Finaleでの予告音部記号の表示/非表示はオプション画面でのグローバル設定のため、個別に非表示にするには一工夫が必要でしたが、Sibeliusの場合は選択した記号のプロパティを変更するというこの仕様により、個別設定は簡単です。

Doricoの場合、調号と拍子記号については記譜オプション内のそれぞれの項目に段末の予告記号の表示設定に関する項目があります。
しかし、何故か音部記号に関しては、それがありません。ではどうすれば良いでしょうか。
この問題については、Steinberg社のDorico公式フォーラムに面白い対処法が紹介されています。段末の予告音部記号を非常に小さく表示させ、これを他のオブジェクトと重ねることで実質的に見えなくするというものです。
その設定作業は簡単です。まずは対象の音部記号を選択して、下ゾーンのプロパティにて、カスタム尺度に「1」を適用します。

Doricoのカスタム尺度では、仕様上、大きさを「1」未満に設定することができませんので、そのままでは小さく表示されたままになります。例えばヘ音記号の段末の予告音部記号の場合、大部分は首尾よく五線に重なって見えなくなりますが、下の部分が僅かばかり五線からはみ出ることになります。
これは、例えば全音符がある場合は、対象の記号を選択して浄書モードに切り替え、同じく下ゾーンのプロパティにてX軸方向に-3 7/8程度のオフセットを設定することで、全音符の中に段末の予告音部記号を完全に隠すことができます。

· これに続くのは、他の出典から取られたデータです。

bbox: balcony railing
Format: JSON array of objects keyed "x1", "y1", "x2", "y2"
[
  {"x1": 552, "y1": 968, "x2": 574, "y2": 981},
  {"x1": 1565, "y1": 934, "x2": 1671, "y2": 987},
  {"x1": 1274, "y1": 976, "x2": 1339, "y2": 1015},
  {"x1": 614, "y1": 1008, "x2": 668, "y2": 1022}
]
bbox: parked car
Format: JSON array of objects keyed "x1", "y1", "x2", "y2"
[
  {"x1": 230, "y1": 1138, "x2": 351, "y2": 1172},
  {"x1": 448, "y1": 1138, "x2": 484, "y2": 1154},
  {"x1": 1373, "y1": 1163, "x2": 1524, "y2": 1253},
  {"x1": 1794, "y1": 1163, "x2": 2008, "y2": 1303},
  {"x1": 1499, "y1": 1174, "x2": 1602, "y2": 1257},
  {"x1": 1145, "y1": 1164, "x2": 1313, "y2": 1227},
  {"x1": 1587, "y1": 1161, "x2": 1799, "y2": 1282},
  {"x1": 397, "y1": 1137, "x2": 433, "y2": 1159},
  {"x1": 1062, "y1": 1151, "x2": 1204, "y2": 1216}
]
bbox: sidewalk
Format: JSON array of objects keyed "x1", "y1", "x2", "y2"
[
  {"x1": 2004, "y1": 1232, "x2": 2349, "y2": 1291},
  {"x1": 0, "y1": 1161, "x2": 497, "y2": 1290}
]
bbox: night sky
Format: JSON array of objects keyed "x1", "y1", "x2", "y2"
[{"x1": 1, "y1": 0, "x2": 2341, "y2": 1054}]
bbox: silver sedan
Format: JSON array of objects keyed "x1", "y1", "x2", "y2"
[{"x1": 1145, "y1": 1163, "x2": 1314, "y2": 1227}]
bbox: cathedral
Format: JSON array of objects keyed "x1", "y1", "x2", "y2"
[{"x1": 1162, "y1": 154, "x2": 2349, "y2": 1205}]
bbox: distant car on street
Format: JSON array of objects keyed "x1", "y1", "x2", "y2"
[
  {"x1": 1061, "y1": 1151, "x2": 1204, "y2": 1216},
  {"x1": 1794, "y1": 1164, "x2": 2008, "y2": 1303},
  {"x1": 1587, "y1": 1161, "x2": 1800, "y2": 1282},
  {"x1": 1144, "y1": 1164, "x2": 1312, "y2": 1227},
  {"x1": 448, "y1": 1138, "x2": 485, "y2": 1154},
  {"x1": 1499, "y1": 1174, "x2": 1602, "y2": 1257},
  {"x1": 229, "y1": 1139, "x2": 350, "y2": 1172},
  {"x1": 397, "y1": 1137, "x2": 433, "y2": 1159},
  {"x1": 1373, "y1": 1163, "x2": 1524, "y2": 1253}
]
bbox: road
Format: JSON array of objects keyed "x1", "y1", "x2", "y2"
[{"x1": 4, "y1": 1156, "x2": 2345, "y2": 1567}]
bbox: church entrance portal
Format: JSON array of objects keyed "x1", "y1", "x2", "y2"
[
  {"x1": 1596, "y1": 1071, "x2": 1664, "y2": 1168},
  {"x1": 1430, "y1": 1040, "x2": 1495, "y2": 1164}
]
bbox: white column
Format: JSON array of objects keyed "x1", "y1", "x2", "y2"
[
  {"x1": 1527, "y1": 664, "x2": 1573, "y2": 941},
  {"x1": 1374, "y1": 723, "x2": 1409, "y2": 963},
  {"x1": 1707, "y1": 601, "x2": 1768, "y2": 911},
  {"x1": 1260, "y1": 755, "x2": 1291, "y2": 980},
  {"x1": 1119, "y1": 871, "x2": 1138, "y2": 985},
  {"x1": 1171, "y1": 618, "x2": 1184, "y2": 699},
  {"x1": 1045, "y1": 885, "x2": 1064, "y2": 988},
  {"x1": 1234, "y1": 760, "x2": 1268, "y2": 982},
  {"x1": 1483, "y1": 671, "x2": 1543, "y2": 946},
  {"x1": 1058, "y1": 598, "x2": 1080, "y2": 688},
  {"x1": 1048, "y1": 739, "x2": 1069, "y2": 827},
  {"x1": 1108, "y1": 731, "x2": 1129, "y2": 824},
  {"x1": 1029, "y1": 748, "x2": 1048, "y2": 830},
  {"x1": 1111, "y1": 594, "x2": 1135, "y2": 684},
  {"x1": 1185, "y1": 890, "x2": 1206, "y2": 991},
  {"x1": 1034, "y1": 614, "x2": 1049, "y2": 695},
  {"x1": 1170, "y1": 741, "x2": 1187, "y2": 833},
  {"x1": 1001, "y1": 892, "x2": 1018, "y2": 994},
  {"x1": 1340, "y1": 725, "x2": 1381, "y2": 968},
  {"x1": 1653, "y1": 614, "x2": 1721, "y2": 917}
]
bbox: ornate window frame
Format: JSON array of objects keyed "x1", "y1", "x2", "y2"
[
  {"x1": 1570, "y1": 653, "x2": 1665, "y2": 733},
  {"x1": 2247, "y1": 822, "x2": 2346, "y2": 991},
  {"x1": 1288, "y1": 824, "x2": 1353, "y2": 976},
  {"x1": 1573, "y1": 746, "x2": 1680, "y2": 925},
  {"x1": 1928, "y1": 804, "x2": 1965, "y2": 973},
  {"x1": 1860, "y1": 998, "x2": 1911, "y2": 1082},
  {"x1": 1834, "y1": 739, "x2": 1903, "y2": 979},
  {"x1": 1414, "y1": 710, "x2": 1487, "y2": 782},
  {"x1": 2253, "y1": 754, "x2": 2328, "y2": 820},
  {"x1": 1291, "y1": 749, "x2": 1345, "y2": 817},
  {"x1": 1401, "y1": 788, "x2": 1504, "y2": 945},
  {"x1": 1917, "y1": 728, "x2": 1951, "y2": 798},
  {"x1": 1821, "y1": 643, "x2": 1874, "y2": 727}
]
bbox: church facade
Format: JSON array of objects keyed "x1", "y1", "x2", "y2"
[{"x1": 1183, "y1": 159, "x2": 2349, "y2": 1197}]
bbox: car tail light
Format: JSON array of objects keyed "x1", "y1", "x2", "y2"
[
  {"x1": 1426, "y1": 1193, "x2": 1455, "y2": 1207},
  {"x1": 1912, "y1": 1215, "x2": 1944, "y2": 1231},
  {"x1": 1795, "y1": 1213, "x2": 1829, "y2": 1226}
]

これは一見、稚拙でスマートでない方法に見えるかも知れませんが、Doricoについてはカスタム尺度を用いることでオブジェクトのサイズを個別に変更できる可能性がFinale以上に広いという製品仕様のため、この方法は様々な局面で応用できるというメリットがあります。
実はFinaleでも、記譜用フォントにKousakuを用いた日本語ローカライズ版のデフォルトファイルでは、全く同じ方法を用いて、本来の機能では非表示にできない2小節の繰り返し表記の数字「2」を隠していました。

ーーー
多機能なプロ向け製品は、同じ表現を実現するために複数の方法を用いることができる場合が少なからずありますが、その際は最も単純な方法を用いるのが良いかと思います。
その方がトラブルのリスクが少ないですし、年月を経た後に自分がどのような設定を施したかを思い出し易いからです。
そうした意味においても、この「非常に小さくして他オブジェクトに重ねて見えなくさせる」という方法は優れていると思います。